Most landlords require a security deposit (also called damage deposit, rent deposit, etc.) to be paid by a tenant at the beginning of the lease. Before moving in, the tenant should inspect the rental unit with the landlord and write out a list of any damages, whether large or small, that have already been done to the rental unit (such as spots on the carpet, broken windows, marks on the walls, stove heating coils not working, etc.) Both the landlord and tenant should sign this paper and each should keep a copy. This will protect both parties from later misunderstandings about what damage the tenant caused.

If the landlord is unwilling to make the move-in inspection, the tenant should make one anyway and mail a copy of the damage list to the landlord. The best way to mail is by a Certified Letter with Return Receipt. By keeping the return receipt card and copy of the letter, the tenant can prove, if he/she needs to, that the landlord knew of the old damages to the rental unit when the tenant moved in. At the very least, a tenant should make a move-in damage list, date it and keep it with the lease.

A landlord cannot require a security deposit in excess of one months rent unless “special conditions” exist which pose a danger to the condition of the premises. This may include a large or many pets or other things which may likely cause damage, by the tenant, to the rental unit.

How can a tenant get the security deposit back?

When a tenant moves out, the landlord must return the deposit or send a written statement, to the tenant, showing the specific reason(s) for not returning the deposit. The refund or statement must be sent within two (2) weeks after the tenant has moved out and the landlord has received the tenant’s mailing address or delivery instructions. The landlord may keep from the deposit only such money as is necessary to either cover the unpaid rent or to return the rental unit to the way it was at the start of the tenant’s leasing of the rental unit. Costs to repair “ordinary wear and tear” cannot be included in the money the landlord may keep. The tenant may also demand a listing of how the deposit money was spent by the landlord. This must be given to the tenant within forty-five (45) days after the tenant moves out.

Every time a tenant moves, he/she should write a letter to the landlord notifying the landlord of the tenant’s new address and demanding the return of the deposit. The letter should also ask for a listing of how any of the deposit money kept by the landlord was used. This letter should be sent by Certified Mail with Return Receipt, the tenant keeping a copy of the letter and return receipt card.

If a landlord keeps all or part of the deposit without good reason or fails to send the tenant the proper notices, the landlord can be sued in Small Claims Court for the deposit’s return.

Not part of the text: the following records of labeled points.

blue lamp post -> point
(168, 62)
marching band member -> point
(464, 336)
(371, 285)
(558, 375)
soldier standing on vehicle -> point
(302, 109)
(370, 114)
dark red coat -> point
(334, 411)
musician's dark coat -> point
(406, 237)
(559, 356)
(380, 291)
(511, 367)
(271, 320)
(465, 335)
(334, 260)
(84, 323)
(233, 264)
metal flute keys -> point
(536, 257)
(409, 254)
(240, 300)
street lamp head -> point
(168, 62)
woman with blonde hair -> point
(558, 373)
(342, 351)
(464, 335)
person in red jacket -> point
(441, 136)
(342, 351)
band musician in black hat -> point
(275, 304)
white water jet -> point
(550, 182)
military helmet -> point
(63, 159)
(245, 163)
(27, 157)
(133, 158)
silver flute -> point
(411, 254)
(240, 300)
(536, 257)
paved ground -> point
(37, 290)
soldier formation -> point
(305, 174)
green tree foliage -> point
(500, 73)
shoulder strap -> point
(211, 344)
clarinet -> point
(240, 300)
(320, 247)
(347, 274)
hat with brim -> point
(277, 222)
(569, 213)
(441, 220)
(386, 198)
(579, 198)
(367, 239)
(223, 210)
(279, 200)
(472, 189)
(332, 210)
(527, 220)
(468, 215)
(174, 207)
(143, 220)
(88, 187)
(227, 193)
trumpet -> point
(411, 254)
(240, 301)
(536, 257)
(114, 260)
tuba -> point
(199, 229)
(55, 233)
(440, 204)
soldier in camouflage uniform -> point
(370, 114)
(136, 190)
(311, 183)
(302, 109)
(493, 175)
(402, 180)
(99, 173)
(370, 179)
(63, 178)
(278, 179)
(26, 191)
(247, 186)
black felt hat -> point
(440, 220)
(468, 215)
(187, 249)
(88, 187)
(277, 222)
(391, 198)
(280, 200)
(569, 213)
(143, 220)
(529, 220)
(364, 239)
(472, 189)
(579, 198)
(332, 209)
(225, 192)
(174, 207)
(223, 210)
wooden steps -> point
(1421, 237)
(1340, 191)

Two Hundred dollars in punitive damages can also be awarded to the tenant if the landlord, in bad faith, fails to return all or part of the deposit, or if the landlord does not provide the tenant with the 2-week statement or 45-day itemized listing, as required by law. “Bad faith” means the landlord knew or should have known the laws on notice, but still failed to give the tenant proper notice, or knew he/she had no right to some or all of the deposit, but did not return it.

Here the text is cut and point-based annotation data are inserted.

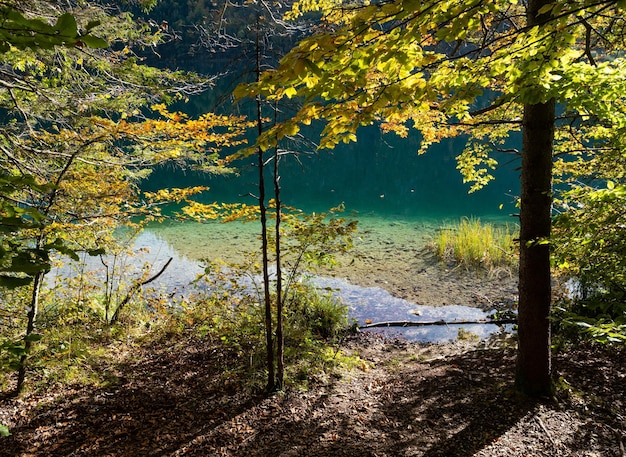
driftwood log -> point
(439, 322)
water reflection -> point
(374, 304)
(366, 304)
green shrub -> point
(473, 244)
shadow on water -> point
(365, 304)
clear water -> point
(380, 178)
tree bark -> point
(533, 371)
(533, 375)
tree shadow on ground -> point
(174, 402)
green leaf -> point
(33, 337)
(12, 282)
(66, 25)
(94, 42)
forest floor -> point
(172, 398)
(180, 396)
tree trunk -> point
(533, 358)
(30, 329)
(269, 338)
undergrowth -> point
(77, 347)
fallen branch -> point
(134, 289)
(439, 322)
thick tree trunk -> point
(533, 358)
(533, 374)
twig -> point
(135, 288)
(543, 426)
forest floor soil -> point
(172, 398)
(181, 396)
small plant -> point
(473, 244)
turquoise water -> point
(380, 176)
(382, 180)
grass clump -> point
(473, 245)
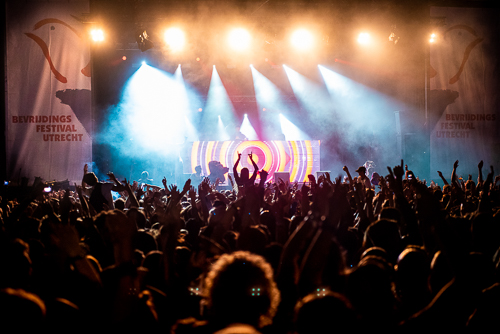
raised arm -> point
(255, 169)
(442, 178)
(235, 172)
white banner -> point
(464, 81)
(48, 118)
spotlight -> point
(393, 38)
(174, 37)
(302, 40)
(433, 38)
(239, 39)
(364, 38)
(97, 35)
(143, 42)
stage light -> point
(290, 130)
(302, 40)
(175, 39)
(239, 39)
(247, 129)
(364, 38)
(141, 37)
(97, 35)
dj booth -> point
(292, 160)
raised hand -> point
(187, 185)
(192, 193)
(399, 171)
(111, 176)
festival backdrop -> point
(48, 117)
(464, 81)
(299, 158)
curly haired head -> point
(240, 288)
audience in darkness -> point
(347, 255)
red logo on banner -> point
(41, 43)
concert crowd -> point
(340, 252)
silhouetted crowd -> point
(348, 254)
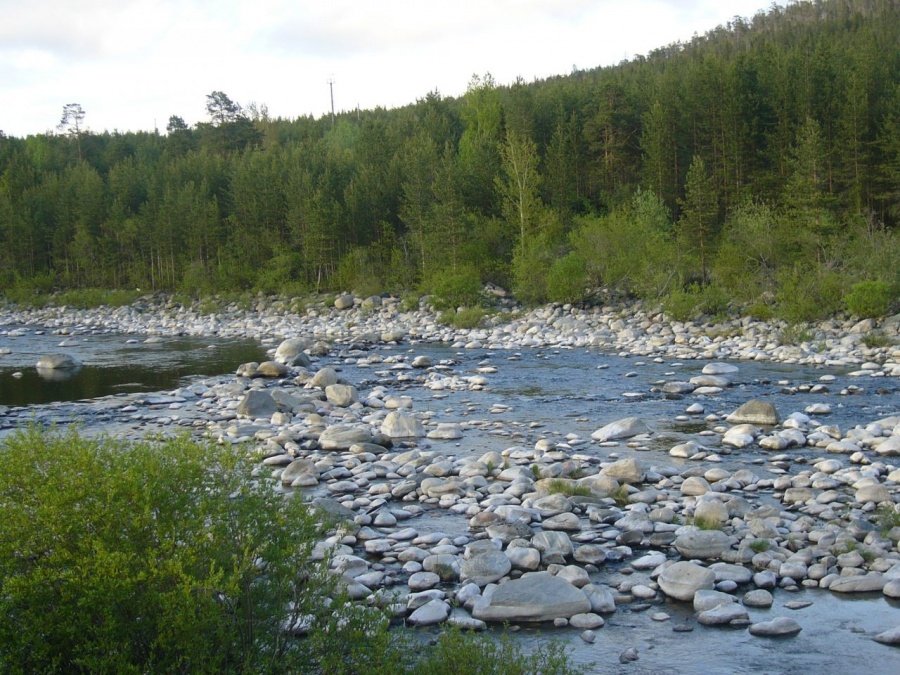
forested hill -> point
(756, 164)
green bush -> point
(170, 557)
(808, 294)
(567, 280)
(682, 304)
(452, 288)
(869, 299)
(152, 558)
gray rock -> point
(538, 596)
(271, 369)
(869, 583)
(291, 352)
(760, 598)
(702, 544)
(780, 626)
(485, 568)
(754, 412)
(342, 436)
(341, 395)
(400, 425)
(624, 428)
(324, 377)
(723, 614)
(889, 637)
(430, 614)
(683, 579)
(58, 362)
(256, 404)
(626, 470)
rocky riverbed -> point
(458, 511)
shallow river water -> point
(549, 393)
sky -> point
(131, 64)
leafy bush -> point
(567, 279)
(460, 287)
(158, 557)
(808, 294)
(870, 298)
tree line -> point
(758, 163)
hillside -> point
(756, 165)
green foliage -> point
(794, 335)
(456, 653)
(870, 298)
(683, 304)
(164, 556)
(567, 280)
(760, 545)
(568, 488)
(465, 319)
(452, 288)
(808, 293)
(875, 340)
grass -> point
(876, 339)
(794, 335)
(760, 545)
(887, 517)
(568, 488)
(465, 318)
(706, 523)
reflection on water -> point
(112, 364)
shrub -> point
(157, 557)
(567, 279)
(869, 299)
(452, 288)
(808, 294)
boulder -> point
(682, 580)
(399, 425)
(626, 470)
(624, 428)
(58, 362)
(291, 352)
(537, 596)
(341, 395)
(342, 436)
(781, 626)
(257, 403)
(755, 412)
(485, 568)
(702, 544)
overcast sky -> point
(133, 63)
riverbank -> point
(874, 345)
(676, 519)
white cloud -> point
(133, 63)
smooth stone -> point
(754, 412)
(434, 612)
(683, 579)
(537, 596)
(780, 626)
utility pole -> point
(331, 89)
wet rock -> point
(58, 362)
(682, 580)
(624, 428)
(341, 437)
(754, 412)
(702, 544)
(257, 404)
(779, 627)
(400, 425)
(537, 596)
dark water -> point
(112, 364)
(551, 393)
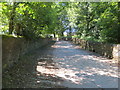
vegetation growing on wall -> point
(98, 21)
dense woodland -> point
(97, 21)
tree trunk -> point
(12, 16)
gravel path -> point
(62, 65)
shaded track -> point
(62, 65)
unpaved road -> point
(62, 65)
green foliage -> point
(98, 21)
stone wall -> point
(105, 49)
(14, 47)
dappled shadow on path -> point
(79, 68)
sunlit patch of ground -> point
(80, 68)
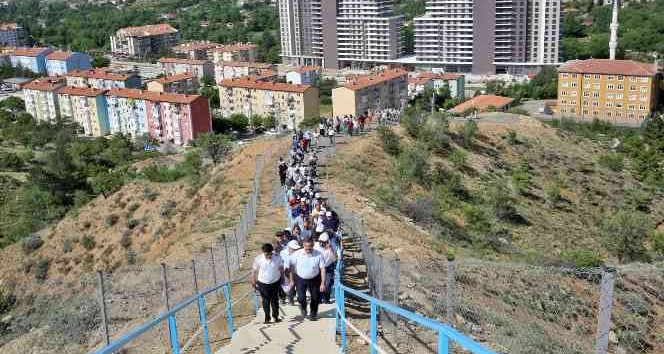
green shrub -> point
(583, 258)
(41, 271)
(658, 242)
(162, 174)
(132, 223)
(111, 220)
(614, 162)
(31, 243)
(391, 141)
(458, 158)
(88, 242)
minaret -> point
(613, 42)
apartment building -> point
(180, 83)
(488, 36)
(243, 52)
(289, 104)
(41, 98)
(304, 75)
(200, 68)
(167, 117)
(388, 89)
(33, 59)
(329, 34)
(11, 35)
(103, 79)
(143, 41)
(202, 50)
(233, 69)
(455, 83)
(62, 62)
(85, 106)
(615, 91)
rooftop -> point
(30, 52)
(175, 78)
(236, 47)
(246, 64)
(44, 84)
(250, 82)
(153, 96)
(609, 67)
(148, 31)
(59, 55)
(361, 82)
(204, 45)
(182, 61)
(80, 91)
(440, 76)
(8, 26)
(482, 103)
(101, 73)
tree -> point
(215, 146)
(624, 235)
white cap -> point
(294, 245)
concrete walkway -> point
(292, 336)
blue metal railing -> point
(171, 317)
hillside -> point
(138, 227)
(509, 240)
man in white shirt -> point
(266, 275)
(324, 246)
(307, 272)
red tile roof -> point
(153, 96)
(59, 55)
(185, 47)
(183, 61)
(250, 82)
(246, 64)
(101, 73)
(609, 67)
(175, 78)
(237, 47)
(8, 26)
(483, 102)
(148, 31)
(360, 82)
(81, 91)
(44, 84)
(31, 52)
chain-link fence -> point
(131, 295)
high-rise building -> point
(329, 33)
(488, 36)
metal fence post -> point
(605, 308)
(102, 306)
(449, 296)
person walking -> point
(307, 272)
(266, 275)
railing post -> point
(449, 296)
(203, 319)
(102, 306)
(374, 326)
(605, 308)
(443, 343)
(229, 308)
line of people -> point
(302, 258)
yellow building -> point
(388, 89)
(289, 104)
(616, 91)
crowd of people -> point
(302, 258)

What happens to property left on the rental premises

The landlord must handle property left on the rental premises, by a tenant who has moved, as follows: Property having a total reasonable value of less that $100 is, under law, abandoned by the tenant after ten (10) days of the tenant’s move from the rental unit. The property may then be disposed of by the landlord according to abandoned property laws. Property with a total reasonable value of over $100 must be stored by the landlord for thirty (30) days after the tenant moves. If the tenant does not claim the property during the thirty days, the landlord may treat the property as abandoned and dispose of it according to law. If the property is claimed by the tenant during the thirty days, the landlord can make the tenant pay reasonable handling and storage costs.